8.4 KiB

Raw Blame History

layout
doc_page

Ingestion Spec

A Druid ingestion spec consists of 3 components:

{
  "dataSchema" : {...}
  "ioConfig" : {...}
  "tuningConfig" : {...}
}

Field	Type	Description	Required
dataSchema	JSON Object	Specifies the the schema of the incoming data. All ingestion specs can share the same dataSchema.	yes
ioConfig	JSON Object	Specifies where the data is coming from and where the data is going. This object will vary with the ingestion method.	yes
tuningConfig	JSON Object	Specifies how to tune various ingestion parameters. This object will vary with the ingestion method.	no

DataSchema

An example dataSchema is shown below:

"dataSchema" : {
  "dataSource" : "wikipedia",
  "parser" : {
    "type" : "string",
    "parseSpec" : {
      "format" : "json",
      "timestampSpec" : {
        "column" : "timestamp",
        "format" : "auto"
      },
      "dimensionsSpec" : {
        "dimensions": ["page","language","user","unpatrolled","newPage","robot","anonymous","namespace","continent","country","region","city"],
        "dimensionExclusions" : [],
        "spatialDimensions" : []
      }
    }
  },
  "metricsSpec" : [{
    "type" : "count",
    "name" : "count"
  }, {
    "type" : "doubleSum",
    "name" : "added",
    "fieldName" : "added"
  }, {
    "type" : "doubleSum",
    "name" : "deleted",
    "fieldName" : "deleted"
  }, {
    "type" : "doubleSum",
    "name" : "delta",
    "fieldName" : "delta"
  }],
  "granularitySpec" : {
    "segmentGranularity" : "DAY",
    "queryGranularity" : "NONE",
    "intervals" : [ "2013-08-31/2013-09-01" ]
  }
}

Field	Type	Description	Required
dataSource	String	The name of the ingested datasource. Datasources can be thought of as tables.	yes
parser	JSON Object	Specifies how ingested data can be parsed.	yes
metricsSpec	JSON Object array	A list of aggregators.	yes
granularitySpec	JSON Object	Specifies how to create segments and roll up data.	yes

Parser

If type is not included, the parser defaults to string.

String Parser

Field	Type	Description	Required
type	String	This should say `string`.	no
parseSpec	JSON Object	Specifies the format of the data.	yes

Protobuf Parser

Field	Type	Description	Required
type	String	This should say `protobuf`.	no
parseSpec	JSON Object	Specifies the format of the data.	yes

ParseSpec

If format is not included, the parseSpec defaults to tsv.

JSON ParseSpec

Field	Type	Description	Required
format	String	This should say `json`.	no
timestampSpec	JSON Object	Specifies the column and format of the timestamp.	yes
dimensionsSpec	JSON Object	Specifies the dimensions of the data.	yes

JSON Lowercase ParseSpec

This is a special variation of the JSON ParseSpec that lower cases all the column names in the incoming JSON data.

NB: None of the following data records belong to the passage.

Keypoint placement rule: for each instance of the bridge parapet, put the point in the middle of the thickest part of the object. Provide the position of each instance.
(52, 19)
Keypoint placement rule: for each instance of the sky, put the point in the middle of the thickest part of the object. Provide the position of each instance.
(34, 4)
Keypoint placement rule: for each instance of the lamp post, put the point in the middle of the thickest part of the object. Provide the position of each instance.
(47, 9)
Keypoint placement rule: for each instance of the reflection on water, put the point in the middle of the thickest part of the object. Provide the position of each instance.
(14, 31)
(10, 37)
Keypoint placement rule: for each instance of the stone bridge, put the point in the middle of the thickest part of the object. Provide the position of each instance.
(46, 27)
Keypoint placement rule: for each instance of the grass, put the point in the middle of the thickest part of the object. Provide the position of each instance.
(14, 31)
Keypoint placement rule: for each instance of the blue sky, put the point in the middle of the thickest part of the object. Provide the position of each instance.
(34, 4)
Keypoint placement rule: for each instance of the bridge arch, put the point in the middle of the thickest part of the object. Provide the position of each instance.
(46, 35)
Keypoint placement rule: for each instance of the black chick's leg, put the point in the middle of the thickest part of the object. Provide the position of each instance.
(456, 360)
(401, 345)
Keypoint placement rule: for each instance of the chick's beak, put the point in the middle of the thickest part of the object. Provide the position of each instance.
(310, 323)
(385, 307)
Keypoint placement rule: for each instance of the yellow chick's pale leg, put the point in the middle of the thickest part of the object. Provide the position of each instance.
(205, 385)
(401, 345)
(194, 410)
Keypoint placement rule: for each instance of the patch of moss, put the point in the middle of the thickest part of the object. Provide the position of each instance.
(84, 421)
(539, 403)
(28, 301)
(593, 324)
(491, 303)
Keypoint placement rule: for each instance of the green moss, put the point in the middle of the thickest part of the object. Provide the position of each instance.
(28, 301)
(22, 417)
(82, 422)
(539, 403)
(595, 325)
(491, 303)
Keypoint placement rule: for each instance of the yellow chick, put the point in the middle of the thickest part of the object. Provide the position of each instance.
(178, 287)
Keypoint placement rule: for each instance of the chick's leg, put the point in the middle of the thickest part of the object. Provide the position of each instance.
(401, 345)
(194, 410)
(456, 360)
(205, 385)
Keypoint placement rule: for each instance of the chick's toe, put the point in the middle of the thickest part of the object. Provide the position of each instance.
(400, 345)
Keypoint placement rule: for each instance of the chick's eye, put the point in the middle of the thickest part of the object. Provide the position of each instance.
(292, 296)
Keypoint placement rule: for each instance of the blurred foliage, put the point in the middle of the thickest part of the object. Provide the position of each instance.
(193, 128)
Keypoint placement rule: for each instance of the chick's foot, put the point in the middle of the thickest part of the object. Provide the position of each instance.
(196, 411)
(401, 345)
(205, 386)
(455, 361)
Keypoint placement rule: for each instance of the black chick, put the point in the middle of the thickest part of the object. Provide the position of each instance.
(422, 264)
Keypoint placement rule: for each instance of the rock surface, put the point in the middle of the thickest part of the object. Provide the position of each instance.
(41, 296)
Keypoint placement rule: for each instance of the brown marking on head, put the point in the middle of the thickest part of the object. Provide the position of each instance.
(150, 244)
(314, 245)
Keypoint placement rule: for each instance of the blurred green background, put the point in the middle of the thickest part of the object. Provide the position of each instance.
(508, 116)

This parseSpec is required if you are updating to Druid 0.7.x from Druid 0.6.x, are directly ingesting JSON with mixed case column names, do not have any ETL in place to lower case those column names, and would like to make queries that include the data you created using 0.6.x and 0.7.x.

Field	Type	Description	Required
format	String	This should say `jsonLowercase`.	yes
timestampSpec	JSON Object	Specifies the column and format of the timestamp.	yes
dimensionsSpec	JSON Object	Specifies the dimensions of the data.	yes

CSV ParseSpec

Field	Type	Description	Required
format	String	This should say `csv`.	yes
timestampSpec	JSON Object	Specifies the column and format of the timestamp.	yes
dimensionsSpec	JSON Object	Specifies the dimensions of the data.	yes
listDelimiter	String	A custom delimiter for multi-value dimensions.	no (default == ctrl+A)
columns	JSON array	Specifies the columns of the data.	yes

TSV ParseSpec

Field	Type	Description	Required
format	String	This should say `tsv`.	yes
timestampSpec	JSON Object	Specifies the column and format of the timestamp.	yes
dimensionsSpec	JSON Object	Specifies the dimensions of the data.	yes
delimiter	String	A custom delimiter for data values.	no (default == \t)
listDelimiter	String	A custom delimiter for multi-value dimensions.	no (default == ctrl+A)
columns	JSON String array	Specifies the columns of the data.	yes

Timestamp Spec

Field	Type	Description	Required
column	String	The column of the timestamp.	yes
format	String	iso, millis, posix, auto or any Joda time format.	no (default == 'auto'

DimensionsSpec

Field	Type	Description	Required
dimensions	JSON String array	The names of the dimensions. If this is an empty array, Druid will treat all columns that are not timestamp or metric columns as dimension columns.	yes
dimensionExclusions	JSON String array	The names of dimensions to exclude from ingestion.	no (default == []
spatialDimensions	JSON Object array	An array of spatial dimensions	no (default == []

GranularitySpec

The default granularity spec is uniform.

Uniform Granularity Spec

This spec is used to generated segments with uniform intervals.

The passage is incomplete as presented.